En ese sentido, el arranque de “Siete psicópatas” ejemplifica muy bien los defectos que McDonagh debería pulir en el futuro para evitar molestas comparaciones. Un diálogo que es puro Tarantino entre dos matones (Michael Pitt y Michael Stuhlbarg, todo un guiño a la gran “Boardwalk Empire”) mientras esperan para ejecutar un “trabajito” y que se resuelve de manera imprevista e impactante. ¿Mola? Sí. ¿Desprende un tufo importante a cosa ya muy vista? ¿a “déjà vu” demasiado obvio? También. La buena noticia es que McDonagh no se limita a ejercer de alumno aplicado que copia sin añadir una coma el discurso de sus maestros y le añade a la receta un ingrediente meta-referencial y autoconsciente con el que consigue un sabor distintivo y singular. Así, la cinta se va (re)escribiendo sobre la marcha mientras navega entre la comedia negra más hilarante, la violencia gamberra (esa que tanto detesta Michael Haneke) y cierta melancolía vital. No siempre mantiene el mismo nivel, pero su saludable falta de pretensiones y el entusiasmo de un elenco de actores dispuestos a pasárselo en grande compensan su irregularidad.

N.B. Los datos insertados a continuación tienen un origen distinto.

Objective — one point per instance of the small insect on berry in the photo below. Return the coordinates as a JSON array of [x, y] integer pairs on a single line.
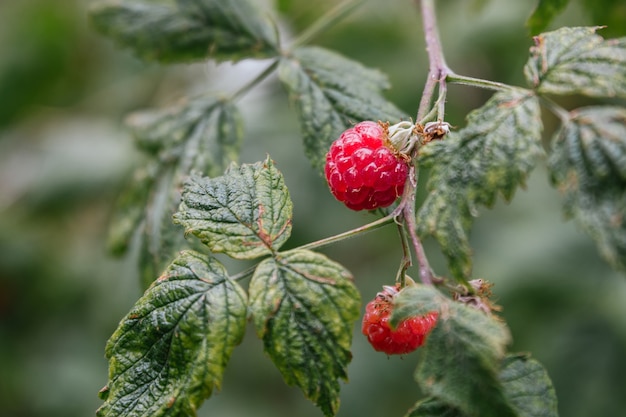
[[406, 337], [363, 170]]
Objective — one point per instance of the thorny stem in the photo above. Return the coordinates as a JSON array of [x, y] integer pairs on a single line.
[[406, 261]]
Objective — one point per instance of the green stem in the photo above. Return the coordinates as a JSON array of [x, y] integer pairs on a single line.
[[477, 82], [407, 207], [438, 69], [350, 233], [326, 21], [263, 75], [406, 260]]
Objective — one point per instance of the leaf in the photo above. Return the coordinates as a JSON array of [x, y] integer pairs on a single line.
[[588, 165], [492, 155], [246, 213], [170, 351], [433, 407], [609, 13], [203, 135], [187, 30], [462, 355], [577, 61], [528, 387], [544, 13], [304, 307], [332, 92]]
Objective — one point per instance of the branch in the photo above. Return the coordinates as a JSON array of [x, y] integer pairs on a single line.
[[438, 69]]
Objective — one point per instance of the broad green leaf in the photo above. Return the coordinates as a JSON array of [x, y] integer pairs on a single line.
[[199, 135], [577, 61], [433, 407], [588, 165], [544, 13], [170, 351], [246, 213], [528, 387], [462, 355], [304, 307], [492, 155], [610, 14], [187, 30], [332, 92]]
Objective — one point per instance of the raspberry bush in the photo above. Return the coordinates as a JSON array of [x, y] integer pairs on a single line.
[[170, 352], [363, 169]]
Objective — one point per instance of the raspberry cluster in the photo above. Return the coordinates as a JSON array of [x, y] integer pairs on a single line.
[[408, 336], [363, 169]]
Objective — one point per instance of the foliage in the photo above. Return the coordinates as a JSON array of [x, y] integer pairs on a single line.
[[170, 351]]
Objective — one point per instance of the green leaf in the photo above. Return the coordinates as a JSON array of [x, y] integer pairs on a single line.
[[462, 355], [187, 30], [528, 387], [332, 92], [433, 407], [246, 213], [170, 351], [304, 307], [577, 61], [611, 14], [588, 165], [544, 13], [199, 135], [492, 155]]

Curiosamente es el protagonista, Colin Farrell –que va para actor fetiche de McDonagh-, quien más incómodo parece encontrarse en su papel de guionista de Hollywood, alcohólico y seco de ideas, que busca inspiración para su nueva obra en un extravagante colega que se gana la vida junto a un socio no menos bizarro robando perros para luego devolvérselos a sus dueños y cobrar la recompensa. Los tres se verán envueltos en una trama criminal de imprevisibles consecuencias cuando secuestran por error el Shin Tzu de un peligroso mafioso. A Sam Rockwell le tocan en suerte las líneas de diálogo más ingeniosas y se le ve en su salsa como lunático desquiciado pero con sentimientos, especialmente en una memorable escena en la que plantea un disparatado posible final para la película, mientras que Christopher Walken alcanza un interesante contraste entre la inevitable inquietud que provoca el careto que dios le ha dado y la compasión más tierna que inspira su personaje. Por su parte, Woody Harrelson retoma con resultados muy divertidos un rol que no le es ajeno, el de “motherfucker” sin escrúpulos con una debilidad insospechada.

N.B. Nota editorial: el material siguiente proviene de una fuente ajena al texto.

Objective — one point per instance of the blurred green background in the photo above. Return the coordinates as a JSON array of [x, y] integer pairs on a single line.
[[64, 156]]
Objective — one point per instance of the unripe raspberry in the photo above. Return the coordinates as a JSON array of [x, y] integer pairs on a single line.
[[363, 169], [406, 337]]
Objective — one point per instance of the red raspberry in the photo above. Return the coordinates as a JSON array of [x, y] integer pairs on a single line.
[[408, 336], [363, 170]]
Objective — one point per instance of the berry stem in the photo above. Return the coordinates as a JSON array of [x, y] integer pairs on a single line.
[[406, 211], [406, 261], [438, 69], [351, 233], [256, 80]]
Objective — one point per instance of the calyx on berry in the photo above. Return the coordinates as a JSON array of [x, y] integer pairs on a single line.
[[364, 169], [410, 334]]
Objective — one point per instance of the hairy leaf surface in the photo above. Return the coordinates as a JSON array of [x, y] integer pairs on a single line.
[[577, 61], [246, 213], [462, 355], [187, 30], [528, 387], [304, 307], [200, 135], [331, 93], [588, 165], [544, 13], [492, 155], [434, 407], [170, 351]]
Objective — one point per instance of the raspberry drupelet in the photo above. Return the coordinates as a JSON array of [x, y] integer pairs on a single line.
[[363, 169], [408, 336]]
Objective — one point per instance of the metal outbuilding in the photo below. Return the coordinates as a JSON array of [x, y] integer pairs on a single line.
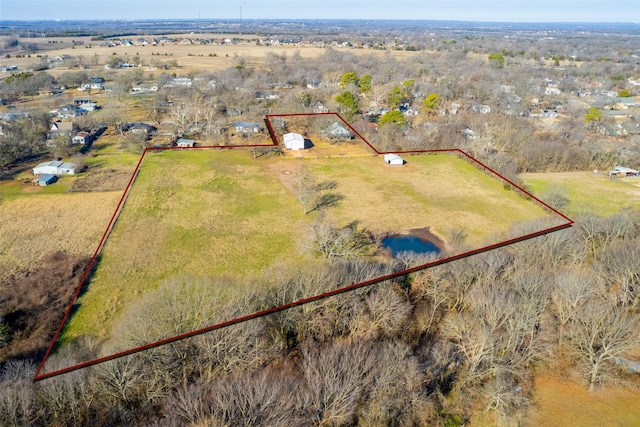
[[393, 159]]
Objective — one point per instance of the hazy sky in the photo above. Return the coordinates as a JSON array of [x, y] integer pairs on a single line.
[[464, 10]]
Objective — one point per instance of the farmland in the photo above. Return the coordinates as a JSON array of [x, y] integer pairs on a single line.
[[587, 192], [225, 213]]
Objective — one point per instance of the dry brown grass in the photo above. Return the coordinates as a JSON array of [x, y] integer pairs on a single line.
[[221, 212], [34, 225], [191, 56]]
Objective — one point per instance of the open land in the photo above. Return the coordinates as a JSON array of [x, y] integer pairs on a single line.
[[223, 212], [587, 192], [194, 220]]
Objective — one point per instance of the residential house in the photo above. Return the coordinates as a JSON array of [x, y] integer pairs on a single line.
[[393, 160], [81, 138], [247, 127], [55, 167], [406, 110], [68, 111], [552, 89], [183, 142], [295, 141], [46, 179]]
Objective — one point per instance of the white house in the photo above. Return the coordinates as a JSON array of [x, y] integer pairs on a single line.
[[247, 127], [81, 138], [393, 159], [55, 167], [294, 141], [183, 142]]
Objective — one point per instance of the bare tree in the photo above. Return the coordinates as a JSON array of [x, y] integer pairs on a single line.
[[384, 313], [572, 290], [338, 377], [619, 267], [18, 404], [600, 333]]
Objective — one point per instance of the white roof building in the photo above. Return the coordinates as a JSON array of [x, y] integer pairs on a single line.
[[393, 159], [55, 167], [183, 142], [294, 141]]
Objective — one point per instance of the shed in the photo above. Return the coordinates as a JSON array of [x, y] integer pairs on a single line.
[[55, 167], [295, 141], [183, 142], [393, 159], [247, 127], [47, 179]]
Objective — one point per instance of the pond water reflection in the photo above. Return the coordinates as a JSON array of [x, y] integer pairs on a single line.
[[409, 243]]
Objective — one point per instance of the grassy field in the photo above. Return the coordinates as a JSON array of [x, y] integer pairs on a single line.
[[438, 191], [221, 212], [35, 221], [188, 56], [586, 191], [559, 403]]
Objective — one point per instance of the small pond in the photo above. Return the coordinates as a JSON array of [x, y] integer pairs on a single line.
[[409, 243]]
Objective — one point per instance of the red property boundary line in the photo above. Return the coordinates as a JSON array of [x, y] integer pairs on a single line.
[[38, 376]]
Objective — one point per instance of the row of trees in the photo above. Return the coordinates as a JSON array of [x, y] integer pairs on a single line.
[[426, 349]]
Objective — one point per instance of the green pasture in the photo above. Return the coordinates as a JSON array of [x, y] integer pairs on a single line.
[[586, 192], [224, 213]]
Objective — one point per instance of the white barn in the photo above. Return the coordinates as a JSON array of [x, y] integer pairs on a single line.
[[294, 141], [55, 167], [182, 142], [393, 159]]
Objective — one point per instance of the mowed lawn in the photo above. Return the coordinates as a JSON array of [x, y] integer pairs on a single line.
[[197, 212], [440, 191], [587, 192], [559, 403], [221, 212]]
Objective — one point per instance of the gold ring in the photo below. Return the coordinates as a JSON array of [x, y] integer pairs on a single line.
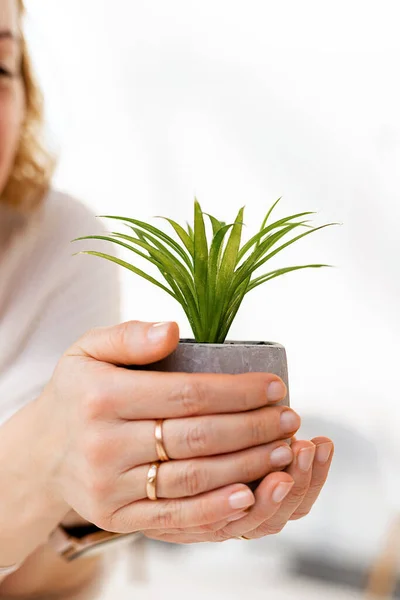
[[151, 484], [161, 452]]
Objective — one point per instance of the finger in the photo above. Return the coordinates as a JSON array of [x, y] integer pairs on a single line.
[[130, 343], [322, 462], [187, 512], [184, 478], [178, 537], [269, 495], [301, 472], [151, 395], [133, 443]]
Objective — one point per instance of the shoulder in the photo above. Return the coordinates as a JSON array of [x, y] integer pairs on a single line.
[[67, 218]]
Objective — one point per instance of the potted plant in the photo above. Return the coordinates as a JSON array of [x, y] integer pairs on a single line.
[[209, 272]]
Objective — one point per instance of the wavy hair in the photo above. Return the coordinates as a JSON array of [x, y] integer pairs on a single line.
[[33, 166]]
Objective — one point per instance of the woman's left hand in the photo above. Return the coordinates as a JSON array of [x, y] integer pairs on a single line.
[[304, 479]]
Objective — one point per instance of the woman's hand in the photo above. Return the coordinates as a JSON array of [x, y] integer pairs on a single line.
[[218, 430], [279, 498]]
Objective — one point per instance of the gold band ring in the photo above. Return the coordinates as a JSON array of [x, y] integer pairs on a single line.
[[161, 452], [151, 484]]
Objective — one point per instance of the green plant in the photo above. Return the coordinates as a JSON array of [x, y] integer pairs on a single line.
[[208, 277]]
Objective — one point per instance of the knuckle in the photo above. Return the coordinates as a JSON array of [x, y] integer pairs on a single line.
[[297, 494], [196, 439], [219, 536], [120, 338], [193, 480], [299, 514], [250, 383], [95, 403], [98, 488], [169, 515], [96, 450], [190, 397], [258, 427], [272, 528]]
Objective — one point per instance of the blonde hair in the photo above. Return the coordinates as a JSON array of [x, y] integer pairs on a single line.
[[33, 165]]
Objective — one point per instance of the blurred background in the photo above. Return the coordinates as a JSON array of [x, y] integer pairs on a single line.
[[152, 103]]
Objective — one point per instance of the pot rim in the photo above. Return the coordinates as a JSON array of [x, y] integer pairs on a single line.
[[230, 344]]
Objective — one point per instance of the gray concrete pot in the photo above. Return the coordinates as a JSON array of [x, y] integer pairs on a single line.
[[230, 357]]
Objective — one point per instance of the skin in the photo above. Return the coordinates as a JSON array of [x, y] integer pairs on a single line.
[[98, 419]]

Por “Siete psicópatas” también deja su huella el legendario músico y ocasional actor Tom Waits, que protagoniza y cuenta con su voz de lija una de las siniestras micro-historias sobre psicópatas que sazonan la cinta y que terminan siendo uno de sus mayores aciertos; mientras que los papeles femeninos están reducidos a las despampanantes Olga Kurylenko y Abbie Cornish, que pese a lucir palmito en el poster de la película apenas aparecen unos minutos en pantalla .

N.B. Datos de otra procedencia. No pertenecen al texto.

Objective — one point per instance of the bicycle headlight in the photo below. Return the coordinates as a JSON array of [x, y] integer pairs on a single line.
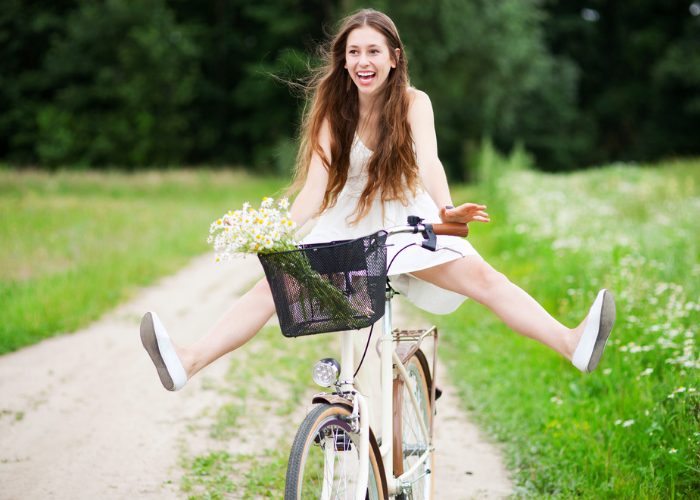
[[326, 372]]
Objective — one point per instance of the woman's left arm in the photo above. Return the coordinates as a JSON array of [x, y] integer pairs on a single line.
[[432, 173]]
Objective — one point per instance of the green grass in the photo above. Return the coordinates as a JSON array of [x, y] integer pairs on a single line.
[[226, 471], [631, 429], [75, 244]]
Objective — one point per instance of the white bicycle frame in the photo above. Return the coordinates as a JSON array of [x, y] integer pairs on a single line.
[[388, 359]]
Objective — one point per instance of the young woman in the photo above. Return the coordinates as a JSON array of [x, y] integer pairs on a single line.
[[368, 158]]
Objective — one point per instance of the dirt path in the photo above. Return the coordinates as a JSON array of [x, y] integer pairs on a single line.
[[84, 416]]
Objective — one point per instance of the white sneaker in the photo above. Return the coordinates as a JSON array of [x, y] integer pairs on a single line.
[[162, 352], [598, 326]]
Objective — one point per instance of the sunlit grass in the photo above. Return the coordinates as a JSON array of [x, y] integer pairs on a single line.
[[631, 429], [75, 244]]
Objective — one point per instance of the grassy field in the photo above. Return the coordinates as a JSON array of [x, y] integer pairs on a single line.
[[632, 429], [75, 244]]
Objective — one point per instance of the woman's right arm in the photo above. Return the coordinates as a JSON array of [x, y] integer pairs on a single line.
[[310, 198]]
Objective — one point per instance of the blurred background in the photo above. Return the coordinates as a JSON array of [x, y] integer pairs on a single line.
[[126, 127], [168, 83]]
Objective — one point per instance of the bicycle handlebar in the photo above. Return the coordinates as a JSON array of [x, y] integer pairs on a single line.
[[452, 229], [429, 231]]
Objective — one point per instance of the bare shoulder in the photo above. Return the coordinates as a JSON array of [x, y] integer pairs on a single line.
[[418, 102]]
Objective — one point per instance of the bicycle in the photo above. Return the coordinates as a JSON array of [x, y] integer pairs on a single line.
[[335, 453]]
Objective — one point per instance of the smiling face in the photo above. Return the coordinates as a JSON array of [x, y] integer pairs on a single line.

McDonagh le imprime ritmo, inventiva visual y desparpajo a una historia surrealista en la que conviven tonos muy distintos que a veces funcionan muy bien y otras no tanto, sobre todo en un tramo final al que se llega con casi toda la munición gastada y con la lengua fuera. En cualquier caso, los nostálgicos del Tarantino de los inicios y los “wannabe” que le siguieron tienen una cita obligada con “Siete psicópatas”, aunque personalmente prefiero pensar que el “Pulp fiction” o el “Fargo” de su director todavía está por llegar.